The report also acknowledges the need to address more than just domestic emissions, particularly the use of land and emissions associated with producing the animal feed and artificial fertiliser we import, so that we are only exporting high-quality meat and vegetables, not offshoring our emissions and impacts on nature.

WWF have produced 10 key areas for action that the UK government can take to deliver these emission reductions in ways that also help to recover our wildlife:

  • set agriculture and land use decarbonisation strategies;
  • account for and reduce UK's global food footprint;
  • reduce nitrogen waste and methane;
  • set world-leading agricultural payment schemes and advice;
  • deliver land-use frameworks with community co-design;
  • protect and restore natural ecosystems;
  • accelerate shifts to healthy diets;
  • create new core environmental standards;
  • agree common baselines and metrics; and
  • reform the wilder food system.

They recognise that farmers must be supported throughout this food and land-use system transition, and their efforts not undermined by lower-standard imports or supply chain demands.

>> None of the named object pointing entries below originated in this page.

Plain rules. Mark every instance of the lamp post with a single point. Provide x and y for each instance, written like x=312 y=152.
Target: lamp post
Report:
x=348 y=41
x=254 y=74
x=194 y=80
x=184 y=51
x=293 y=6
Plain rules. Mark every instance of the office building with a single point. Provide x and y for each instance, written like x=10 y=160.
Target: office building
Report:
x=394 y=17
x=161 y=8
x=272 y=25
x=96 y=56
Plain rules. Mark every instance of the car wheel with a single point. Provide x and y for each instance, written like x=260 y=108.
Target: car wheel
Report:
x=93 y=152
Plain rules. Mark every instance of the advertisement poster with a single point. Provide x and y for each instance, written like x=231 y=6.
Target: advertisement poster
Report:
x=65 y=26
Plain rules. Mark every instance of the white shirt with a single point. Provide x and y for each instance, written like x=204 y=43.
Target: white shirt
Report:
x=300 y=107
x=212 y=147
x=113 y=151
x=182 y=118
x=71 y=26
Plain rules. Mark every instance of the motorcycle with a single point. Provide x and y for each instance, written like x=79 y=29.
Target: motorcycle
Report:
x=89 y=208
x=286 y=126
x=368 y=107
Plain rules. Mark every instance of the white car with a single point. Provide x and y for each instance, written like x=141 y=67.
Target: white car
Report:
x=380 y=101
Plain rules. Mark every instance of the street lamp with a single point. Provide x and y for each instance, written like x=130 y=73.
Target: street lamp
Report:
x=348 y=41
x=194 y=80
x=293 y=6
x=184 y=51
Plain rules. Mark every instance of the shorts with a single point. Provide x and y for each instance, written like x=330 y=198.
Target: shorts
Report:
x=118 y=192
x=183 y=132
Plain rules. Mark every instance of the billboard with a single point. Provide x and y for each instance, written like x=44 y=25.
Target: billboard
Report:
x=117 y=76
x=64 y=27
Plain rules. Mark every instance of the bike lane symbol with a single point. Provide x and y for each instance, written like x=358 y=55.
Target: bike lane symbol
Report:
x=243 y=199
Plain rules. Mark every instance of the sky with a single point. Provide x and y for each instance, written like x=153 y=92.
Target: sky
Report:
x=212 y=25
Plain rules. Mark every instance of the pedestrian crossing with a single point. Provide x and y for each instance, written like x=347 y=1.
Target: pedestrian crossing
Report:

Tanya Steele, chief executive of WWF, said: "If we are serious about tackling the twin threats of climate change and nature loss, farming and land use can’t be an afterthought. Many UK farmers are already using their skills and expertise to produce food as sustainably as possible, but they won’t be able to fix a broken system on their own".

However, George Dunn, chief executive of the Tenant Farmers Association, rejected the need for drastic cuts to UK meat and dairy production and argued that "the vast majority of farmers understand the responsibility on them to both produce great food and as custodians of the environment. Our livestock farmers manage carbon in their soils on our behalf every day of the week and deserve our support, not our criticism. In fact, we should be eating more meat and dairy products from UK sources to offset what we import to reduce our carbon footprint".

Vicki Hird, head of sustainable farming at the campaigning organisation Sustain, commented: "The government could help by incentivising the production of sustainable, pasture-fed beef and only choosing less but better meat and more plants in public procurement contracts. The government spends £2bn a year on food and could be a lot smarter and do a lot more good with what it buys".